Nach Jahren des Sammelns entschloss sich WonderWood Gründer Wiet Hekking seine Arbeit in der Fashion-Branche niederzulegen und seinen eigenen Store in Amsterdam aufzumachen. Welche Glücksidee! Denn jedes der bei WonderWood präsentierten Möbelstücke hat seine ganz eigene, einzigartige Geschichte!
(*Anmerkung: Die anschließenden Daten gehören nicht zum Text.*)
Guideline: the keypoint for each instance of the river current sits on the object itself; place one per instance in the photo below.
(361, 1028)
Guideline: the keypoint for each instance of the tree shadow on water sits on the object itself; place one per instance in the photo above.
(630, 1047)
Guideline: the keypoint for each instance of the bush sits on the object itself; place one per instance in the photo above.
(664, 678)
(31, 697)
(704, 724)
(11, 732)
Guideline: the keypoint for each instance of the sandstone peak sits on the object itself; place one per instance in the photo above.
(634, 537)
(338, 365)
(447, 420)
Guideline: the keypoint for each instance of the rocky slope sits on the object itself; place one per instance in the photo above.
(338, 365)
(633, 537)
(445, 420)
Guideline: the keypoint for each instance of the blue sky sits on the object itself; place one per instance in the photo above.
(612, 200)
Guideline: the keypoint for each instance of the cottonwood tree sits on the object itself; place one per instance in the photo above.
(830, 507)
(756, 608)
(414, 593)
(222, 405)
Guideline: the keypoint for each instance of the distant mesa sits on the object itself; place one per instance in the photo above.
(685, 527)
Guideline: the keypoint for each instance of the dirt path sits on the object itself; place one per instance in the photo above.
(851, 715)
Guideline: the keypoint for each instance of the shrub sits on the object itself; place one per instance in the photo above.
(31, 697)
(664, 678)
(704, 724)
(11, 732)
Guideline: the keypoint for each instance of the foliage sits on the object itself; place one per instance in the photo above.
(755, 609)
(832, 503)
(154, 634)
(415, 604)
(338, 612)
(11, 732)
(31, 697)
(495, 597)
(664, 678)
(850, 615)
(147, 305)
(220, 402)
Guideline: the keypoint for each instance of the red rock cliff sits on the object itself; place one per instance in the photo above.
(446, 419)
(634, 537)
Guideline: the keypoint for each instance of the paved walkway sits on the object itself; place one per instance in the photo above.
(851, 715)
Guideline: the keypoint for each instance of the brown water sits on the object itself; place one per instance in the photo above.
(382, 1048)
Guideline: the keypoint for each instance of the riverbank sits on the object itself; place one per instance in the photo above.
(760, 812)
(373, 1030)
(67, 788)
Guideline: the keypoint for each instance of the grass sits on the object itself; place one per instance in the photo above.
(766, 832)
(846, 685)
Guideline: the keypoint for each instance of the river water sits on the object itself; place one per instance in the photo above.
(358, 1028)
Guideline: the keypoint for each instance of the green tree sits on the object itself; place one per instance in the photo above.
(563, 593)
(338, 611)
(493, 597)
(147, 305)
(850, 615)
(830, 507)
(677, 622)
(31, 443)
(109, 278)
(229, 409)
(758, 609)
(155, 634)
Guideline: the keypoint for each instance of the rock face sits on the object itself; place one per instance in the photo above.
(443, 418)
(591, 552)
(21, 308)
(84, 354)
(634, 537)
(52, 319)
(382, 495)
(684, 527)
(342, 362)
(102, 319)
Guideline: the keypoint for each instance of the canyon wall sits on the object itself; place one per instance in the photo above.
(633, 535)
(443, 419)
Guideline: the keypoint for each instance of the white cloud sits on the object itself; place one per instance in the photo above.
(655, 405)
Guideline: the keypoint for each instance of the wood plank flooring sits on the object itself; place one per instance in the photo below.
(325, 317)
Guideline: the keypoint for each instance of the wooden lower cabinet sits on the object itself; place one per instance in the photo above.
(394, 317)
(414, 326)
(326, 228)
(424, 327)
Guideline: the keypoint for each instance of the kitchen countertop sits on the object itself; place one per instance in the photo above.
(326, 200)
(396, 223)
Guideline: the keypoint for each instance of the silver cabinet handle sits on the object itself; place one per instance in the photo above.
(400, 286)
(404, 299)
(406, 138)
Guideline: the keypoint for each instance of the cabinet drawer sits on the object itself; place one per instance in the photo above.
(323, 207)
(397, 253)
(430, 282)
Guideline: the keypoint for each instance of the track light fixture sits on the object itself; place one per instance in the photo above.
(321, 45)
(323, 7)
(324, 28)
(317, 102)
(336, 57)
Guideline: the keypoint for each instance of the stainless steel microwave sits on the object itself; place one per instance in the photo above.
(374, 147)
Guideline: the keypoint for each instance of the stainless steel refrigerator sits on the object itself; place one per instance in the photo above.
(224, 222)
Zum breitgefächerten Sortiment gehören neben wahrhaftigen Vintage-Schmuckstücken, deren Kollektionen bis in die 1940 Jahre zurückreichen, auch weitere tradierte Klassiker. Solche Re-Editions, die unter dem Namen „Plywood Classic“ zusammengefasst werden, sind Neuauflagen großer Designer-Stücke. Darunter Alvar Aalto, Hans Brattrud oder Jean Prouve.

Bei all dem anmutigen Alten weht selbstverständlich auch eine frisch-freche Brise Neuwind. Zu diesen sind etwa Jungdesigner wie Jeroen Henneman oder Richard Hutten zu zählen, um nur zwei von ihnen zu nennen.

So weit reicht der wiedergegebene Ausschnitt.